The invention can take the form of an entirely hardware embodiment, an entirely software embodiment or an embodiment containing both hardware and software elements. In a preferred embodiment, the invention is implemented in software, which includes but is not limited to firmware, resident software, microcode, etc.
Furthermore, the invention can take the form of a computer program product accessible from a computer-usable or computer-readable medium providing program code for use by or in connection with a computer or any instruction execution system. For the purposes of this description, a computer-usable or computer-readable medium can be any tangible apparatus that can contain, store, communicate, propagate, or transport the program for use by or in connection with the instruction execution system, apparatus, or device.

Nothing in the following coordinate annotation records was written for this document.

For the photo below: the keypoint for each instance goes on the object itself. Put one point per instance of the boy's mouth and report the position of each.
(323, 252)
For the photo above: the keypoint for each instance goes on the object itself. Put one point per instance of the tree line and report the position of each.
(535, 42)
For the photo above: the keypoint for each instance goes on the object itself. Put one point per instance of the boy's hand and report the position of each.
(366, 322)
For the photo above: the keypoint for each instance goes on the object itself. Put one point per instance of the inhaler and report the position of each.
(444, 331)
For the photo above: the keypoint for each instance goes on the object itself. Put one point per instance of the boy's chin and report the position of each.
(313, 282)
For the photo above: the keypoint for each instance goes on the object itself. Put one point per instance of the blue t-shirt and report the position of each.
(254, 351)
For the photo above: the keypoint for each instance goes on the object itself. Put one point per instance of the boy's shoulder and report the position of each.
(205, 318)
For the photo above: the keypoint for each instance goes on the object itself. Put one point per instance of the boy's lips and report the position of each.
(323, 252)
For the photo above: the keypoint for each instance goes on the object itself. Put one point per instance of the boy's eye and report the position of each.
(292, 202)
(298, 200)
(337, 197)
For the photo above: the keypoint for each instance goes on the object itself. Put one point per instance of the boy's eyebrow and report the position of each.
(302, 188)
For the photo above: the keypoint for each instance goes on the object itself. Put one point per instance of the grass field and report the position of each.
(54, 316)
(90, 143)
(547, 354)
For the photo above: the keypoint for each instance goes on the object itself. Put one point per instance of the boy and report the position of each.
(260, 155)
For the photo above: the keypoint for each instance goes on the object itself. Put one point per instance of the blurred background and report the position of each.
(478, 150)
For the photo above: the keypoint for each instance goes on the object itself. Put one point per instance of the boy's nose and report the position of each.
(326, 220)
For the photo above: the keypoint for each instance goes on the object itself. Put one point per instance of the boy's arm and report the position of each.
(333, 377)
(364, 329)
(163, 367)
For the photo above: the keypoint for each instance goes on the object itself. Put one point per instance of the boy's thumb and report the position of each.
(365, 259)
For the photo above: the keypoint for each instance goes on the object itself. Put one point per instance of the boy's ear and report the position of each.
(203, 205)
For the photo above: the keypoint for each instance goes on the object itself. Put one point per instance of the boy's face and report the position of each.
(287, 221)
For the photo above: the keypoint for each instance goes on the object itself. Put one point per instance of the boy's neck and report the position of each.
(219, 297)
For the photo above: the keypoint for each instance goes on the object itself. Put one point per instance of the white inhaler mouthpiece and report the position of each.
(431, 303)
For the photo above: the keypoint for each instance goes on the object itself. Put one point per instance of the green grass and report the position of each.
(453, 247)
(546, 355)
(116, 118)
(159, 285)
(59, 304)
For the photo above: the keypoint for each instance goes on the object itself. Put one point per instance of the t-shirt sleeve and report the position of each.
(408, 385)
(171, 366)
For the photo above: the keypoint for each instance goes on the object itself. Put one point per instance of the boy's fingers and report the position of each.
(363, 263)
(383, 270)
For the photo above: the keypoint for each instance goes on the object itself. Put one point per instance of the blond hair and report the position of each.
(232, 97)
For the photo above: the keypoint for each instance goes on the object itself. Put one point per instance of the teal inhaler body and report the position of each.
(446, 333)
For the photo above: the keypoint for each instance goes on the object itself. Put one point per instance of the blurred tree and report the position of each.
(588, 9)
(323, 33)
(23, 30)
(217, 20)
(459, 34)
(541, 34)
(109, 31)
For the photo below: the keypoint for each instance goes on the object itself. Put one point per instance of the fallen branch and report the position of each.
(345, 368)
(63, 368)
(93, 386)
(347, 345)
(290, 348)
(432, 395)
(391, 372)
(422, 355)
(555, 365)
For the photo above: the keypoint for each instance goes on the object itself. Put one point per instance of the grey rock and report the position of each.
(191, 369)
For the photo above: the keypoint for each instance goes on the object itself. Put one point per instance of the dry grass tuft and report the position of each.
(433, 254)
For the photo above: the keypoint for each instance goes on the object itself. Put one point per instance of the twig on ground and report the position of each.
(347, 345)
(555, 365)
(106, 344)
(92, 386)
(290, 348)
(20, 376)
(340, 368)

The medium can be an electronic, magnetic, optical, electromagnetic, infrared, or semiconductor system (or apparatus or device) or a propagation medium. Examples of a computer-readable medium include a semiconductor or solid state memory, magnetic tape, a removable computer diskette, a random access memory (RAM), a read-only memory (ROM), a rigid magnetic disk and an optical disk. Current examples of optical disks include compact disk-read only memory (CD-ROM), compact disk-read/write (CD-R/W) and DVD.
A data processing system suitable for storing and/or executing program code will include at least one processor coupled directly or indirectly to memory elements through a system bus. The memory elements can include local memory employed during actual execution of the program code, bulk storage, and cache memories which provide temporary storage of at least some program code in order to reduce the number of times code must be retrieved from bulk storage during execution.
Input/output or I/O devices (including but not limited to keyboards, displays, pointing devices, etc.) can be coupled to the system either directly or through intervening I/O controllers.
Network adapters may also be coupled to the system to enable the data processing system to become coupled to other data processing systems or remote printers or storage devices through intervening private or public networks. Modems, cable modem and Ethernet cards are just a few of the currently available types of network adapters.
The description of the present invention has been presented for purposes of illustration and description, and is not intended to be exhaustive or limited to the invention in the form disclosed. Many modifications and variations will be apparent to those of ordinary skill in the art. The embodiment was chosen and described in order to best explain the principles of the invention, the practical application, and to enable others of ordinary skill in the art to understand the invention for various embodiments with various modifications as are suited to the particular use contemplated.